= Liquid nitrogen wash =

Cryogenic nitrogen scrubbing of syngas

Liquid nitrogen wash is a process mainly used for the production of ammonia synthesis gas within fertilizer production plants. It is usually the last purification step in the ammonia production process sequence upstream of the actual ammonia production.

== Competing technologies ==
The purpose of the final purification step upstream of the actual ammonia production is to remove all components that are poisonous for the sensitive ammonia synthesis catalyst. This can be done with the following concepts:
- Methanation, formally the standard concept with the disadvantage, that the methane content is not removed, but even increased, since in this process, the carbon oxides (carbon monoxide and carbon dioxide) are converted to methane.
- Pressure Swing Adsorption, which can replace the low temperature shift, the carbon dioxide removal and the methanation, since this process produces pure hydrogen, which can be mixed with pure nitrogen.
- Liquid Nitrogen Wash, which produces an ammonia syngas for a so-called "inert free" ammonia synthesis loop, that can be operated without the withdrawal of a purge gas stream.

== Functions ==
The liquid nitrogen wash has two principle functions:

- Removal of impurities such as carbon monoxide, argon and methane from the crude hydrogen gas
- Addition of the required stoichiometric amount of nitrogen to the hydrogen stream to achieve the correct ammonia synthesis gas ratio of hydrogen to nitrogen of 3 : 1

The carbon monoxide must be removed completely from the synthesis gas (i.e. syngas) since it is poisonous for the sensitive ammonia synthesis catalyst.
The components argon and methane are inert gases within the ammonia synthesis loop, but would enrich there and call for a purge gas system with synthesis gas losses or additional expenditures for a purge gas separation unit.
The main sources for the supply of feed gases are partial oxidation processes.

== Upstream syngas preparations ==
Since the synthesis gas exiting the partial oxidation process consists mainly of carbon monoxide and hydrogen, usually a sulfur tolerant CO shift (i.e. water-gas shift reaction) is installed in order to convert as much carbon monoxide into hydrogen as possible.

Shifting carbon monoxide and water into hydrogen also produces carbon dioxide, usually this is removed in an acid gas scrubbing process together with other sour gases as e.g. hydrogen sulfide (e.g. in a Rectisol Wash Unit).

== Components ==
The liquid nitrogen wash consists of

- an adsorber unit where solvent traces of an upstream acid gas scrubbing process (e.g. methanol, water), traces of carbon dioxide or other compounds are completely removed in a molecular sieve bed in order to avoid freezing and subsequently blockage in the low temperature process which operates at temperatures down to 80 K (-193 °C or -315 °F) and
- the actual liquid nitrogen wash enclosed in a so-called cold box where all cryogenic process equipment is located and insulated in order to minimize heat ingress from ambient.
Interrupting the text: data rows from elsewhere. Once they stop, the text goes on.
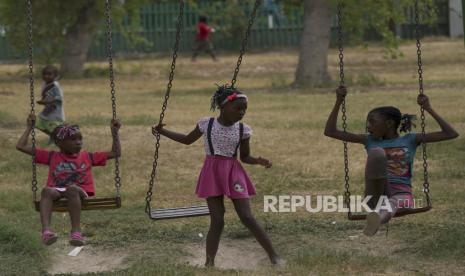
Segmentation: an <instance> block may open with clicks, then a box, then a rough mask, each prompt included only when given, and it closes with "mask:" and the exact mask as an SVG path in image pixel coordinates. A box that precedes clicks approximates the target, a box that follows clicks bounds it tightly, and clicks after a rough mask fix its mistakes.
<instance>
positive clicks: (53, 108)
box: [36, 65, 65, 144]
mask: <svg viewBox="0 0 465 276" xmlns="http://www.w3.org/2000/svg"><path fill="white" fill-rule="evenodd" d="M57 77H58V69H57V68H56V67H55V66H53V65H47V66H45V67H44V69H42V79H43V80H44V82H45V83H44V85H43V86H42V97H41V99H40V100H39V101H37V103H38V104H40V105H44V109H43V110H42V112H40V113H39V116H38V120H37V122H36V128H37V129H40V130H41V131H43V132H44V133H46V134H47V135H49V136H50V140H49V144H51V143H52V142H53V139H52V137H51V134H52V131H53V130H54V129H55V128H56V127H57V126H59V125H62V124H63V123H64V121H65V113H64V112H63V91H62V90H61V87H60V85H59V84H58V81H56V79H57Z"/></svg>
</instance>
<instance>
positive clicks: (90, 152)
mask: <svg viewBox="0 0 465 276" xmlns="http://www.w3.org/2000/svg"><path fill="white" fill-rule="evenodd" d="M89 157H90V160H91V161H92V166H105V165H106V164H107V159H108V153H106V152H89Z"/></svg>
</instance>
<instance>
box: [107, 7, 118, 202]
mask: <svg viewBox="0 0 465 276" xmlns="http://www.w3.org/2000/svg"><path fill="white" fill-rule="evenodd" d="M105 16H106V23H107V55H108V67H109V76H110V93H111V109H112V114H113V116H112V118H113V120H116V119H117V117H116V95H115V75H114V70H113V46H112V45H113V41H112V30H111V28H112V27H111V26H112V21H111V3H110V0H106V1H105ZM112 136H113V139H114V140H115V141H116V142H117V143H119V135H118V133H117V132H116V133H112ZM115 188H116V197H120V190H121V177H120V171H119V157H118V156H116V157H115Z"/></svg>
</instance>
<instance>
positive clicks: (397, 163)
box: [384, 147, 411, 177]
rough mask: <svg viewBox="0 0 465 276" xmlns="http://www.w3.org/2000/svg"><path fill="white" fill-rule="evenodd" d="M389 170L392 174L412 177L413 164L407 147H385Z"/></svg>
mask: <svg viewBox="0 0 465 276" xmlns="http://www.w3.org/2000/svg"><path fill="white" fill-rule="evenodd" d="M384 152H385V153H386V158H387V171H388V174H389V175H391V176H398V177H411V167H410V166H411V164H410V162H409V152H408V148H407V147H395V148H385V149H384Z"/></svg>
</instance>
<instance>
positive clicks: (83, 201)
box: [34, 197, 121, 212]
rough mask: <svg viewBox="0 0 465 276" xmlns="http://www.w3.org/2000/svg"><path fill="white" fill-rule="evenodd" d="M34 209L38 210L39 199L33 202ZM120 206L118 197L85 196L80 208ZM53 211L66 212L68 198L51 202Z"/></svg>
mask: <svg viewBox="0 0 465 276" xmlns="http://www.w3.org/2000/svg"><path fill="white" fill-rule="evenodd" d="M34 205H35V209H36V211H37V212H40V201H36V202H34ZM120 207H121V198H120V197H103V198H85V199H83V200H82V204H81V210H83V211H85V210H105V209H118V208H120ZM52 211H53V212H68V200H67V199H65V198H62V199H59V200H57V201H55V202H53V208H52Z"/></svg>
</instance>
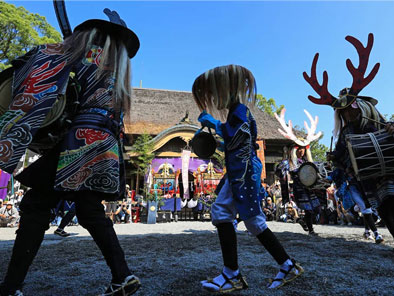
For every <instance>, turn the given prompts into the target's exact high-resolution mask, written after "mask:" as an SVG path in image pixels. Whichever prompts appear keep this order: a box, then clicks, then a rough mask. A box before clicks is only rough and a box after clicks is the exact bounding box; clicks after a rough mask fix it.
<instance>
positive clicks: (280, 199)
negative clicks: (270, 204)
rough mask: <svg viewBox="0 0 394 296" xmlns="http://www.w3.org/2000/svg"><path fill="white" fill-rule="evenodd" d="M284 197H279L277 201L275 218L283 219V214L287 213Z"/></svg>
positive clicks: (278, 218) (277, 220) (275, 218)
mask: <svg viewBox="0 0 394 296" xmlns="http://www.w3.org/2000/svg"><path fill="white" fill-rule="evenodd" d="M282 200H283V199H282V197H279V198H277V199H276V201H275V207H276V215H275V220H276V221H281V218H280V217H281V216H282V215H283V214H284V213H285V206H284V205H283V203H282Z"/></svg>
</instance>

== Principle of operation ==
Nitrogen is supplied from outside of the unit to be used for scrubbing as gaseous high pressure nitrogen, supplied by the Air separation Unit that usually also provides the oxygen for the upstream Partial Oxidation.

This gaseous high pressure nitrogen is partially liquefied in the process and is used as washing agent. In a so-called nitrogen wash column, the impurities carbon monoxide, argon and methane are washed out of the synthesis gas by means of this liquid nitrogen. These impurities are dissolved together with a small part of hydrogen and leave the column as the bottom stream.

The purified gas leaves the column at the top. The now purified synthesis gas is warmed up and is mixed with the required amount of gaseous high pressure nitrogen in order to achieve the hydrogen to nitrogen ratio of 3 to 1, and can then be routed to the ammonia synthesis.

At operating pressures higher than about 50 bar(a), the refrigeration demand of the liquid nitrogen wash is covered by the Joule–Thomson effect, and no additional external refrigeration, e.g. by vaporization of liquid nitrogen is required.

== Advantages in combination with Rectisol process ==
The liquid nitrogen wash is especially favorable when combined with the Rectisol Wash Unit. The combination and advantageous interconnections between a Rectisol Wash Unit and a liquid nitrogen wash lead to smaller equipment and better operability.

The gas coming from the Rectisol Wash Unit can be sent to the Liquid Nitrogen Wash at low temperature (directly from the methanol absorber without being warmed up). Since part of the purified gas is reheated in the Rectisol Wash Unit, small fluctuations in flow and temperatures can easily be compensated leading to best operability.

To improve the hydrogen recovery, an integrated hydrogen recycle from the liquid nitrogen wash to the Rectisol Wash Unit can be installed, which uses the already existing recycle compressor of the Rectisol Wash Unit to recycle the hydrogen-rich flash gas from the liquid nitrogen wash back into the feed gas of the Rectisol Wash Unit. This leads to extremely high hydrogen recovery rates without any further equipment.